Graph Convolutional Prediction of Protein Interactions in Yeast

(This demo is a part of Deep Learning for Network Biology tutorial.)

In this example, we demonstrate the utility of deep learning methods for an important prediction problem on biological graphs. In particular, we consider the problem of predicting protein-protein interactions (PPIs).

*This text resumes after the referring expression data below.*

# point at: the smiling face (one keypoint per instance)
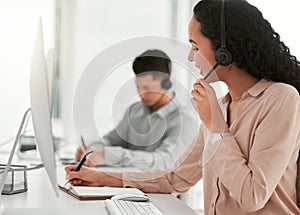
(149, 88)
(202, 53)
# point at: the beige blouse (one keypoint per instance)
(251, 172)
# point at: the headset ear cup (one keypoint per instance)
(166, 84)
(223, 56)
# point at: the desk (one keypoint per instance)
(41, 195)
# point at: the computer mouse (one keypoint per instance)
(131, 197)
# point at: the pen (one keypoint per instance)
(81, 162)
(83, 143)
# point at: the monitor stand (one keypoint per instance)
(23, 211)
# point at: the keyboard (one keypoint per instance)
(120, 207)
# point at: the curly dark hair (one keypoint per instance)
(255, 46)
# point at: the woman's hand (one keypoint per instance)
(206, 103)
(90, 177)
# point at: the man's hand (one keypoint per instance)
(81, 151)
(90, 177)
(96, 158)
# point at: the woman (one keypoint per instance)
(247, 154)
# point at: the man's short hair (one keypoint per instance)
(154, 61)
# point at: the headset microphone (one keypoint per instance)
(223, 55)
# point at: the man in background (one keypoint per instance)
(153, 132)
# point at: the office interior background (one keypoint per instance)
(78, 30)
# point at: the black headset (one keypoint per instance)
(166, 83)
(223, 55)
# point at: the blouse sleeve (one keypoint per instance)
(252, 181)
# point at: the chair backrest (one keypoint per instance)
(298, 182)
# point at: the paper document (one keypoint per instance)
(97, 193)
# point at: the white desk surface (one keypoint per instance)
(41, 195)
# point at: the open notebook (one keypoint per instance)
(97, 193)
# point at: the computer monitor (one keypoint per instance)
(41, 109)
(41, 116)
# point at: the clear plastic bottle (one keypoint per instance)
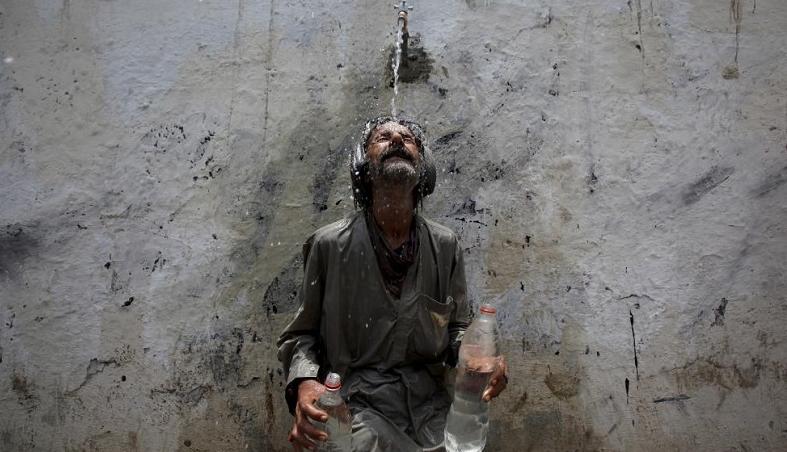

Protein-protein interactions (PPIs) are essential to almost every process in a cell. Understanding PPIs is crucial for understanding cell physiology in normal and disease states. Furthermore, knowledge of PPIs can be used:

  • for drug development, since drugs can affect PPIs,
  • to assign roles (i.e., protein functions) to uncharacterized proteins,
  • to characterize the relationships between proteins that form multi-molecular complexes, such as the proteasome.

We represent the totality of PPIs that happen in a cell, an organism or a specific biological context with a protein-protein interaction network. These networks are mathematical representations of all physical contacts between proteins in the cell.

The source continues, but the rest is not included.